The program created by the amendment would have been much more limited than
one proposed by Douglas, which would have made sexual offenders as well as
other violent offenders eligible for civil commitment.
Psychiatrists were joined in their opposition to the program by a coalition
led by the American Civil Liberties Union (ACLU) of Vermont.
"The VPA petition was a big part of the reason we were able to
stop this legislation."
VPA Efforts Applauded
"The VPA petition was a big part of the reason we were able to stop
this legislation," Allen Gilbert, executive director of the ACLU of
Vermont, told Psychiatric News.
If enacted, the program could face a constitutional challenge, according to
the ACLU branch, because the U.S. Supreme Court ruling in Kansas v.
Hendricks allowed involuntary civil commitment for sexual offenders if
the main goal is treatment of an offender's proven mental illness. If a
program's goal is simply an extended jail sentence, it fails the
constitutional test.
The Vermont proposal would have put the facility for holding involuntary
committed sexual offenders at an existing prison, which implies the purpose of
the program was incarceration rather than treatment.

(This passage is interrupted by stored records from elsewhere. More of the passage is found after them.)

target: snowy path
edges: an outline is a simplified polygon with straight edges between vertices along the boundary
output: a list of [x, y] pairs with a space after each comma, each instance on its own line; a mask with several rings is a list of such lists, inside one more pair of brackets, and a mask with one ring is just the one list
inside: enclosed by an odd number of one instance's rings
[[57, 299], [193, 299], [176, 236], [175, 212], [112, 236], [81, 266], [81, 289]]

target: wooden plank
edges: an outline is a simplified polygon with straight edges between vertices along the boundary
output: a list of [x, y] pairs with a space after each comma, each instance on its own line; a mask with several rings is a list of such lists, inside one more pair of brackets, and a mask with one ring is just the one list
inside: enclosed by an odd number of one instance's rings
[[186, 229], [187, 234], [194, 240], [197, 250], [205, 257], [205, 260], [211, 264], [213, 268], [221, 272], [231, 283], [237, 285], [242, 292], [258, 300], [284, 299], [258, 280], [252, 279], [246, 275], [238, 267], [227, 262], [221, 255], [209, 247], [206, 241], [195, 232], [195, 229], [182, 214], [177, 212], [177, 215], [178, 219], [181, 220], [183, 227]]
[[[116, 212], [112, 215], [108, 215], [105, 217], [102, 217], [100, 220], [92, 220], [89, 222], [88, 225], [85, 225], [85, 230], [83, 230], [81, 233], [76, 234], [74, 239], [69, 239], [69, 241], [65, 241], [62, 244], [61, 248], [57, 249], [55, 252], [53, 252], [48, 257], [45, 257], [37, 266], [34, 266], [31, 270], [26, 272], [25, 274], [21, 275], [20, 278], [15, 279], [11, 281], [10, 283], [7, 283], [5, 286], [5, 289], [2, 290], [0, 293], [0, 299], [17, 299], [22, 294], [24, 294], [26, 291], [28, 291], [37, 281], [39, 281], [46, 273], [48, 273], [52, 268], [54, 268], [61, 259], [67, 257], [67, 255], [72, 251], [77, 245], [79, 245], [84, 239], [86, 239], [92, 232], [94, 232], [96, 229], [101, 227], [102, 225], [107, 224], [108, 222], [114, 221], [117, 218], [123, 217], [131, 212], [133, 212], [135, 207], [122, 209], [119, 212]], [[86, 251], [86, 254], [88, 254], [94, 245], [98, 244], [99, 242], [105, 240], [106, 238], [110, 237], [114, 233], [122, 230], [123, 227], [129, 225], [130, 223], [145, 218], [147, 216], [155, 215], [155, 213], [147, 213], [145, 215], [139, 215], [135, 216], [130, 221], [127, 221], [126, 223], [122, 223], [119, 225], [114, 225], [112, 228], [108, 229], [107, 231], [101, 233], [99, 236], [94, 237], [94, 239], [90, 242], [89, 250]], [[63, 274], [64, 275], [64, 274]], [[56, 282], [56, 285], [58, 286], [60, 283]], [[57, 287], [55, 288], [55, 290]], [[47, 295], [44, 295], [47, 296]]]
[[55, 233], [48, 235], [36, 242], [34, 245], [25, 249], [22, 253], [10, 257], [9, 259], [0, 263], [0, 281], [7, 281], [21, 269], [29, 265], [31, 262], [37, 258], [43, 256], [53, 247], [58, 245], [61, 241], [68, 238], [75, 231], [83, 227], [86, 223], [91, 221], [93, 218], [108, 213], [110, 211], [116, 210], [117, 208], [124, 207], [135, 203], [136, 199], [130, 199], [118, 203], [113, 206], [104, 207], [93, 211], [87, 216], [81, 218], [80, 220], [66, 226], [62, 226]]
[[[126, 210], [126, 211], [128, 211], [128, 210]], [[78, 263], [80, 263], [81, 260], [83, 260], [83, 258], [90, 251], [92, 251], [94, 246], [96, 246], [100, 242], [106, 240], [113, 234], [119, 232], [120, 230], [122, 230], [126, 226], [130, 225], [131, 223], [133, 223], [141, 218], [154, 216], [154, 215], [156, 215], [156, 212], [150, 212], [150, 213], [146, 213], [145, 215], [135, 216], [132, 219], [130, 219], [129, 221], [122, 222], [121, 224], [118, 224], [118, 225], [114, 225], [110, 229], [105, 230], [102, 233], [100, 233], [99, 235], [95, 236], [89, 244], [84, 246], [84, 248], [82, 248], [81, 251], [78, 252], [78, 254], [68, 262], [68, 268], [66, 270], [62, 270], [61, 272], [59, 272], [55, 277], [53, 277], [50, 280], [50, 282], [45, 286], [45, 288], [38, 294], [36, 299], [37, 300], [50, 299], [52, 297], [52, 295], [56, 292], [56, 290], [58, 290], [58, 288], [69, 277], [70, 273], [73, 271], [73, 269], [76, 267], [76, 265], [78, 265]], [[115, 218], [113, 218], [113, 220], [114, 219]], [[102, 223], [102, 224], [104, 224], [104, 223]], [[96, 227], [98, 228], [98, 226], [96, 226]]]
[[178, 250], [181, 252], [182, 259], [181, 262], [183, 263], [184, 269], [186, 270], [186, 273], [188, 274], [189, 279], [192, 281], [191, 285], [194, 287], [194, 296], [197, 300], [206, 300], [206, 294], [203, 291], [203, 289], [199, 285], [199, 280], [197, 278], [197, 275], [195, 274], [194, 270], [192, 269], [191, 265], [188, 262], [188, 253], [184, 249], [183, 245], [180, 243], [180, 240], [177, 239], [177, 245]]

In 1999 APA's Task Force on Sexually Dangerous Offenders reported that the
treatment approach most likely to have an effect on recidivism is multimodal
and combines pharmacological, cognitive, and behavioral treatments and relapse
prevention (Psychiatric News, November 18, 2005). The task force
issued a report that opposed the sexual predator laws that established
postincarceration civil commitment because the laws misused psychiatry to
detain a class of people for whom confinement rather than treatment was the
real goal.
At least 16 states and the District of Columbia have laws allowing
authorities to confine violent sexual offenders to psychiatric hospitals after
their prison terms are over.
Other States Consider Changes
Several other state legislatures are considering measures to enact
civil-commitment programs for sex ual offenders.
A California bill would expand the term of civil commitment from two years
to five years. New York legislation would fund a new secure facility and
treatment programs for sexual predators upon their prison release. A Virginia
bill would expand the list of crimes qualifying as sexually violent offenses
and make perpetrators of such crimes eligible for civil commitment.
Nebraska legislation would increase the number of people eligible to go
through the state's civil-commitment process. A South Dakota bill would
establish a civil-commitment procedure for people judged to be violent sexual
predators, allowing them to be confined for treatment until they are deemed
safe.
Kansas, which in 1991 became the first state to allow indefinite
confinement of violent sexual predators for treatment after they have served
their prison sentences, is considering measures to increase prison sentences
for such prisoners. Those measures may lead to a major reduction in the use of
civil commitment, according to local media.
The text of H 856 is posted at
<www.leg.state.vt.us/docs/legdoc.cfm?URL=/docs/2006/bills/house/H-856.HTM>.